Saturday, February 10, 2007

Playing with Guns


I remember a first-grade classmate saying, "You mean your dad and my dad could have been shooting at each other?"

It was possible.

I hadn't really thought about it before then, and it felt funny to admit it, but it was possible.

It was no secret that my dad and mom were born in the old country. For one thing you could hear it. Even when they spoke English, which was most of the time, my parents didn't sound quite like other people.

If you looked close you could see that my dad had been in the war. It was evident in the half-thumb of a war-torn hand. (The left, I think, though I'm no longer certain.) You could see it even more when he was working in the sun and took off his shirt. There on his back was a long, deep crater about the size of a razor clam. The first time I saw it I asked him what it was and he said, very simply, that a bomb exploded near him during the war and a piece of it landed in his back.

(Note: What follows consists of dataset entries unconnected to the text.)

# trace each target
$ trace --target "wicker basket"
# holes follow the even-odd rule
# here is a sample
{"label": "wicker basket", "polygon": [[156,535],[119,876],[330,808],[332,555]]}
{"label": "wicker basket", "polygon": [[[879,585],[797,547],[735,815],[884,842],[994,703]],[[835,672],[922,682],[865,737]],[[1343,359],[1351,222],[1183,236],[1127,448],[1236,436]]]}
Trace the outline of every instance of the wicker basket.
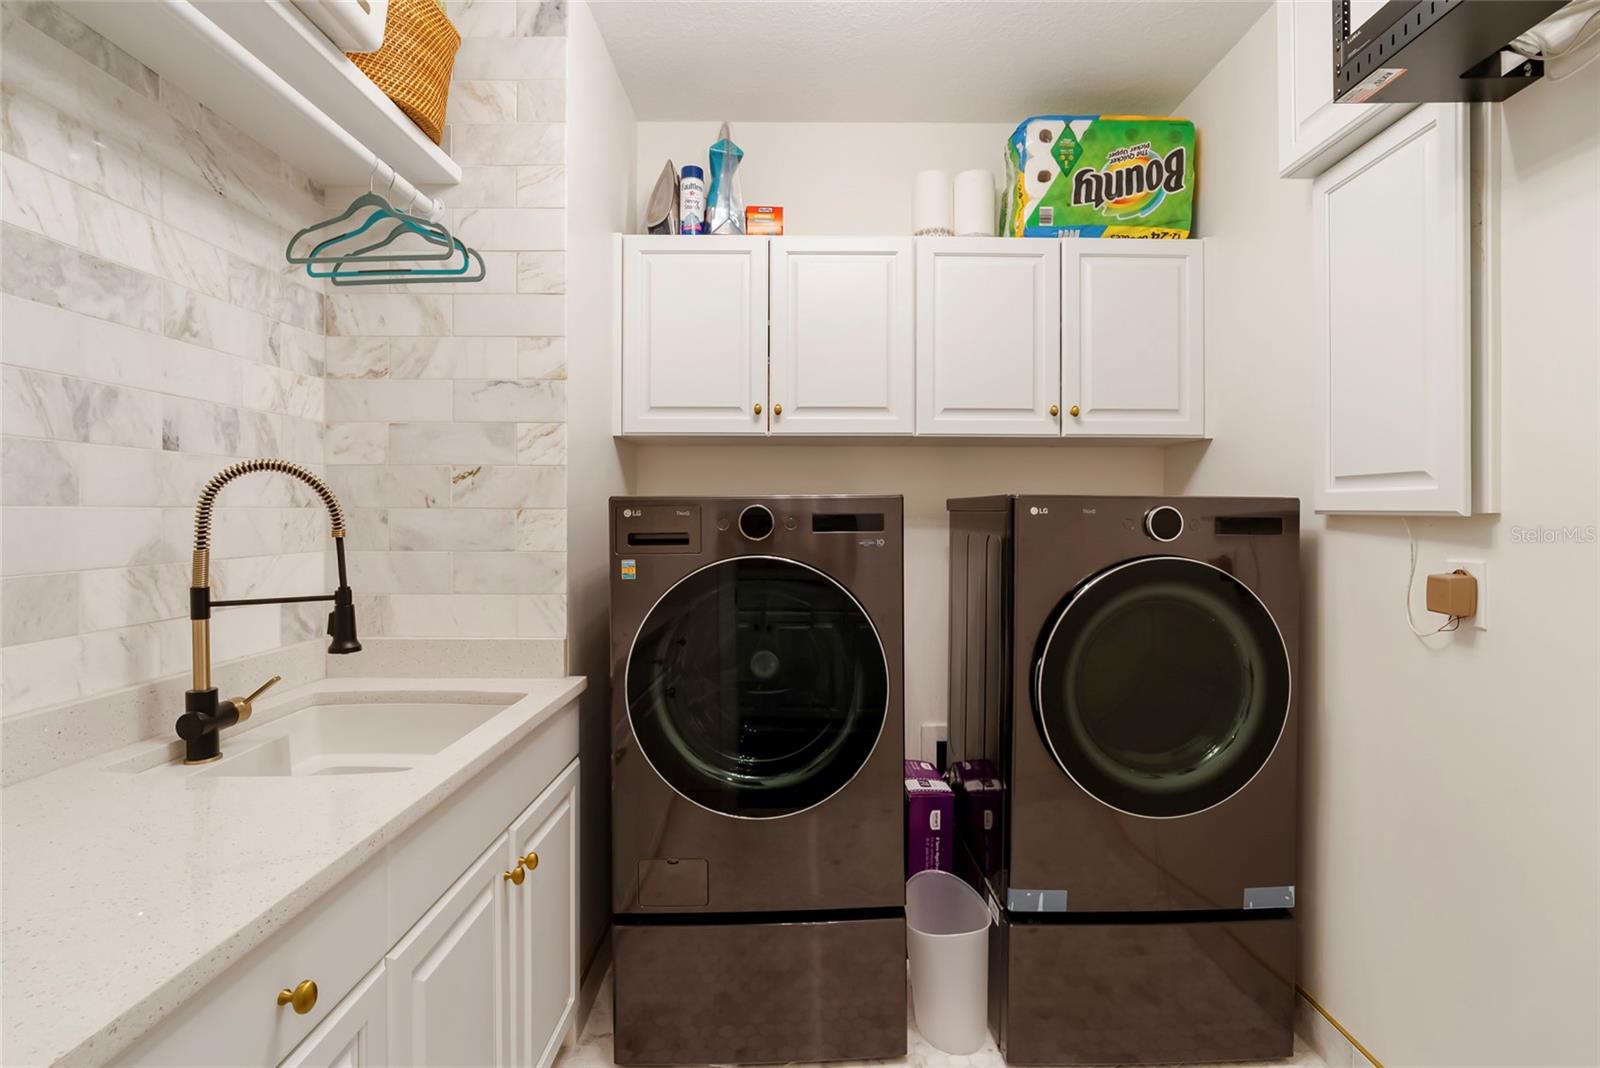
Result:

I could see that it had been bad, but as a young boy I never even thought about how much worse it could have been.

The day my classmate told me, toy gun a-blazing, about his dad fighting the Germans, I asked my dad about fighting in Hitler's army. I don't recall exactly what I asked, or all that he said, but I do remember the look on his face and the way he shook his head.

He made it clear that he hated Hitler and the Nazis, but then he surprised me with this:

"Hitler did a lot for the German people," he said.

"He did?"

"Ja, sure, in the beginning we were much better off than before ..."

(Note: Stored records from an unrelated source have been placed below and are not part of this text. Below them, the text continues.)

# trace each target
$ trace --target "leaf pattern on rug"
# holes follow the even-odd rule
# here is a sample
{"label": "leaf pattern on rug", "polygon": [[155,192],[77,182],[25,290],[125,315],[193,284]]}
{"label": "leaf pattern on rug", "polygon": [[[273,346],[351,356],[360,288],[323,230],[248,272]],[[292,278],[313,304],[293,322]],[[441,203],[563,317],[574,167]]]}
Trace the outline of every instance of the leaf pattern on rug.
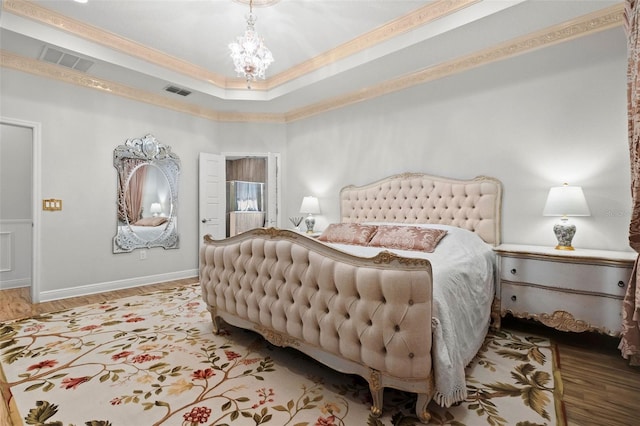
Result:
{"label": "leaf pattern on rug", "polygon": [[[27,425],[412,426],[415,395],[386,389],[256,333],[212,333],[199,285],[0,324],[0,390]],[[431,403],[437,425],[551,425],[546,339],[491,332],[467,369],[466,401]]]}

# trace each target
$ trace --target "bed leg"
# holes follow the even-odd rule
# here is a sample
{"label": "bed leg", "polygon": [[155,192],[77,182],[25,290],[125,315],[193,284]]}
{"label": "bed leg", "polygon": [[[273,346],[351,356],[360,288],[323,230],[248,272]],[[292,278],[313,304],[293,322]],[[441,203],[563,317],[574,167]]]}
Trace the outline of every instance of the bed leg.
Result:
{"label": "bed leg", "polygon": [[384,388],[380,382],[380,372],[374,369],[369,369],[369,391],[371,392],[371,414],[375,417],[382,415],[382,397],[384,395]]}
{"label": "bed leg", "polygon": [[207,310],[211,314],[211,323],[213,324],[213,334],[220,334],[220,323],[218,322],[218,313],[215,306],[208,306]]}
{"label": "bed leg", "polygon": [[493,303],[491,304],[491,328],[493,330],[500,330],[502,315],[500,314],[500,299],[497,297],[493,298]]}
{"label": "bed leg", "polygon": [[426,393],[419,393],[418,400],[416,401],[416,416],[424,424],[429,423],[431,420],[431,413],[427,409],[429,402],[431,402],[432,395]]}

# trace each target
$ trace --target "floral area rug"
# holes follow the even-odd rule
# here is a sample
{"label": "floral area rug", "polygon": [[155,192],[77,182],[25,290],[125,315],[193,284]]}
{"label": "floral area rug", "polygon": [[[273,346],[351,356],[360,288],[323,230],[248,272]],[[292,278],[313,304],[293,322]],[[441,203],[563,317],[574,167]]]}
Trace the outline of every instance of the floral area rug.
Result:
{"label": "floral area rug", "polygon": [[[0,390],[15,425],[420,424],[415,395],[386,389],[259,335],[212,333],[199,285],[0,324]],[[492,332],[467,369],[469,397],[431,403],[437,425],[565,424],[551,342]]]}

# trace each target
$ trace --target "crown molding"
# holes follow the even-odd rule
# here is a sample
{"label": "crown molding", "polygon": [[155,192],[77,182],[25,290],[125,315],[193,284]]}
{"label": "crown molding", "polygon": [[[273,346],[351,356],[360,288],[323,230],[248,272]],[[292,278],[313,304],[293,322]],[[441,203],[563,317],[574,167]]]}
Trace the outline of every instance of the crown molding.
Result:
{"label": "crown molding", "polygon": [[580,18],[527,34],[497,46],[480,50],[451,61],[443,62],[393,80],[292,110],[286,114],[286,121],[291,122],[301,120],[313,115],[468,71],[482,65],[487,65],[521,55],[523,53],[621,26],[623,21],[624,4],[611,6]]}
{"label": "crown molding", "polygon": [[91,77],[80,71],[27,58],[5,50],[0,50],[0,66],[40,77],[62,81],[64,83],[74,84],[87,89],[98,90],[103,93],[171,109],[212,121],[255,121],[263,123],[284,122],[284,116],[282,114],[238,114],[219,112],[187,102],[170,99],[166,96],[136,89],[113,81]]}
{"label": "crown molding", "polygon": [[[5,3],[24,3],[23,0],[5,0]],[[559,25],[534,32],[491,48],[453,59],[420,71],[383,82],[362,90],[357,90],[332,99],[291,110],[284,114],[220,112],[169,99],[140,89],[135,89],[112,81],[91,77],[62,66],[49,64],[14,53],[0,50],[0,66],[12,68],[41,77],[100,90],[139,102],[168,108],[214,121],[289,123],[324,112],[353,105],[385,94],[404,90],[453,74],[508,59],[558,43],[594,34],[617,26],[624,21],[624,4],[615,5]]]}
{"label": "crown molding", "polygon": [[[301,64],[281,72],[267,80],[256,81],[251,84],[253,91],[266,91],[289,81],[302,77],[305,74],[316,71],[337,60],[343,59],[355,53],[361,52],[373,45],[392,39],[407,31],[433,22],[436,19],[459,11],[481,0],[437,0],[426,6],[416,9],[398,19],[395,19],[381,27],[372,30],[352,41],[324,52],[315,58],[311,58]],[[262,3],[269,3],[263,0]],[[254,6],[257,5],[257,2]],[[143,44],[136,43],[127,38],[118,36],[109,31],[87,25],[83,22],[69,18],[55,11],[49,10],[26,0],[4,0],[2,9],[5,12],[22,16],[42,24],[63,30],[74,36],[90,40],[108,48],[126,53],[146,62],[162,66],[174,72],[191,78],[205,81],[223,89],[246,89],[245,79],[230,77],[213,73],[205,68],[183,61],[161,51],[152,49]]]}
{"label": "crown molding", "polygon": [[481,0],[439,0],[422,6],[413,12],[394,19],[360,37],[348,41],[334,49],[328,50],[314,58],[309,59],[295,67],[285,70],[266,81],[267,88],[271,89],[281,84],[302,77],[305,74],[317,71],[336,61],[362,52],[372,46],[397,37],[400,34],[411,31],[417,27],[433,22],[451,13],[458,12],[465,7],[478,3]]}

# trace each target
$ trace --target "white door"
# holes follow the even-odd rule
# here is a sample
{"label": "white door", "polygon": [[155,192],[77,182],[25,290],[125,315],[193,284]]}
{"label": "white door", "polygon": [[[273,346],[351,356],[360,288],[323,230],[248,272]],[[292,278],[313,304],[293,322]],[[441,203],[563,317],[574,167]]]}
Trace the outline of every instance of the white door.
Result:
{"label": "white door", "polygon": [[0,123],[0,289],[31,286],[32,133]]}
{"label": "white door", "polygon": [[[2,187],[0,204],[0,288],[31,286],[31,302],[40,301],[40,123],[0,117],[0,141],[29,147],[26,155],[0,155],[3,185],[12,180],[18,185]],[[19,160],[17,159],[19,157]],[[23,163],[24,161],[24,163]],[[18,167],[18,169],[16,169]],[[27,171],[27,176],[21,173]],[[20,186],[24,182],[25,186]],[[16,193],[16,189],[20,194]],[[13,194],[13,195],[12,195]],[[12,199],[11,196],[14,198]],[[9,197],[9,198],[7,198]],[[18,197],[18,198],[15,198]],[[8,203],[8,204],[7,204]],[[31,207],[28,207],[28,205]],[[7,207],[10,207],[7,209]],[[6,217],[5,217],[6,216]],[[6,220],[8,219],[8,220]],[[9,229],[8,229],[9,228]],[[6,280],[5,280],[6,279]],[[8,281],[8,282],[7,282]]]}
{"label": "white door", "polygon": [[200,153],[199,158],[199,238],[205,235],[221,240],[226,236],[225,159],[219,154]]}

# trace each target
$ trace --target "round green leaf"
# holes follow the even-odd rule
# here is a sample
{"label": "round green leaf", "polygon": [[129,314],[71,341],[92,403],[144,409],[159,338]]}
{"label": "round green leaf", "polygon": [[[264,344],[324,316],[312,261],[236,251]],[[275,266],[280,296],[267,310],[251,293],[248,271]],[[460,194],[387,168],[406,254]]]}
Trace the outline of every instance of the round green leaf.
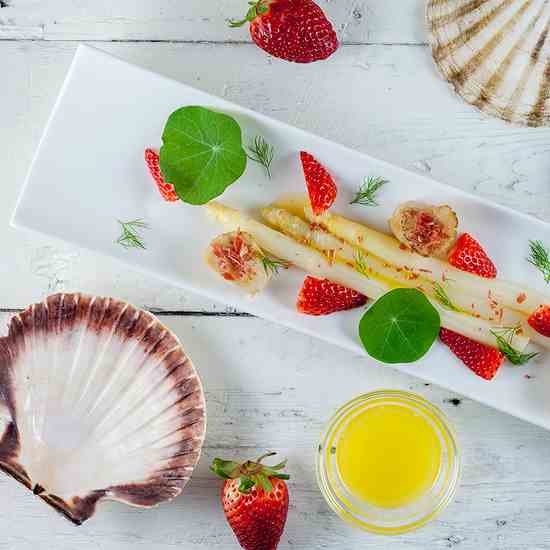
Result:
{"label": "round green leaf", "polygon": [[367,353],[382,363],[413,363],[439,334],[438,311],[415,288],[384,294],[363,315],[359,337]]}
{"label": "round green leaf", "polygon": [[206,204],[246,169],[241,128],[223,113],[205,107],[182,107],[166,121],[162,141],[162,175],[184,202]]}

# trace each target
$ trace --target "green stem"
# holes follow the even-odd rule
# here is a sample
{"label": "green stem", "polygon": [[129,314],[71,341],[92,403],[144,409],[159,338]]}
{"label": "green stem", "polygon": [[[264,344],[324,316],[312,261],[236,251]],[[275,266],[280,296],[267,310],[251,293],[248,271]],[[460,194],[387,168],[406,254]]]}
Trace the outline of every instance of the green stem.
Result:
{"label": "green stem", "polygon": [[227,23],[231,28],[242,27],[246,23],[252,23],[258,16],[265,15],[269,11],[269,0],[256,0],[248,2],[248,9],[244,19],[228,19]]}

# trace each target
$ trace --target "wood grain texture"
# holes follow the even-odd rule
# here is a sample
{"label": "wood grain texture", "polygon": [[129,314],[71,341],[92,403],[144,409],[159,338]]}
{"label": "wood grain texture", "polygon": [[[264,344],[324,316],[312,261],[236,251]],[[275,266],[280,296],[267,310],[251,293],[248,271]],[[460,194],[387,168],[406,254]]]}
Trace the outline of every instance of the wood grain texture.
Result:
{"label": "wood grain texture", "polygon": [[[248,43],[245,29],[227,29],[225,18],[241,13],[244,0],[0,2],[7,4],[0,7],[0,74],[6,75],[0,310],[57,290],[116,295],[158,310],[225,310],[112,260],[7,226],[80,40],[550,221],[550,130],[510,128],[449,92],[425,46],[424,0],[319,1],[345,46],[308,67],[270,59]],[[243,458],[266,448],[287,455],[293,474],[281,550],[550,550],[547,432],[259,319],[162,319],[194,358],[207,392],[205,455],[186,494],[152,511],[106,504],[96,520],[75,529],[0,477],[0,550],[235,549],[208,463],[216,455]],[[0,313],[3,326],[7,320]],[[451,507],[432,525],[395,539],[343,525],[322,500],[313,471],[330,414],[381,387],[417,391],[439,405],[457,428],[464,460]]]}
{"label": "wood grain texture", "polygon": [[[7,0],[0,40],[250,42],[245,0]],[[319,0],[344,43],[424,43],[423,0]],[[396,14],[398,17],[396,18]]]}
{"label": "wood grain texture", "polygon": [[[0,548],[233,550],[217,502],[220,481],[208,464],[214,456],[242,458],[264,449],[288,456],[293,475],[281,550],[550,548],[547,432],[267,321],[235,319],[230,328],[224,319],[163,321],[197,365],[208,402],[204,456],[184,495],[150,511],[104,504],[93,520],[74,528],[0,477]],[[342,524],[314,479],[316,446],[329,416],[349,398],[382,387],[420,392],[443,409],[457,429],[464,461],[450,508],[433,524],[395,539]]]}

Then, I think, it was impossible for him to tell a young boy everything that was going through his mind.

Forty-some years later, I would sooner forget that my father said what he did about Hitler doing a lot for the German people. But there it is. I remember interrupting — "He did?" — because it shocked me, even then, that the name Hitler could be connected with anything but evil. I was too young to realize (as I'm sure my father did) that the connection was there in what he had just told me -- the division, deprivation, and depravity already implied.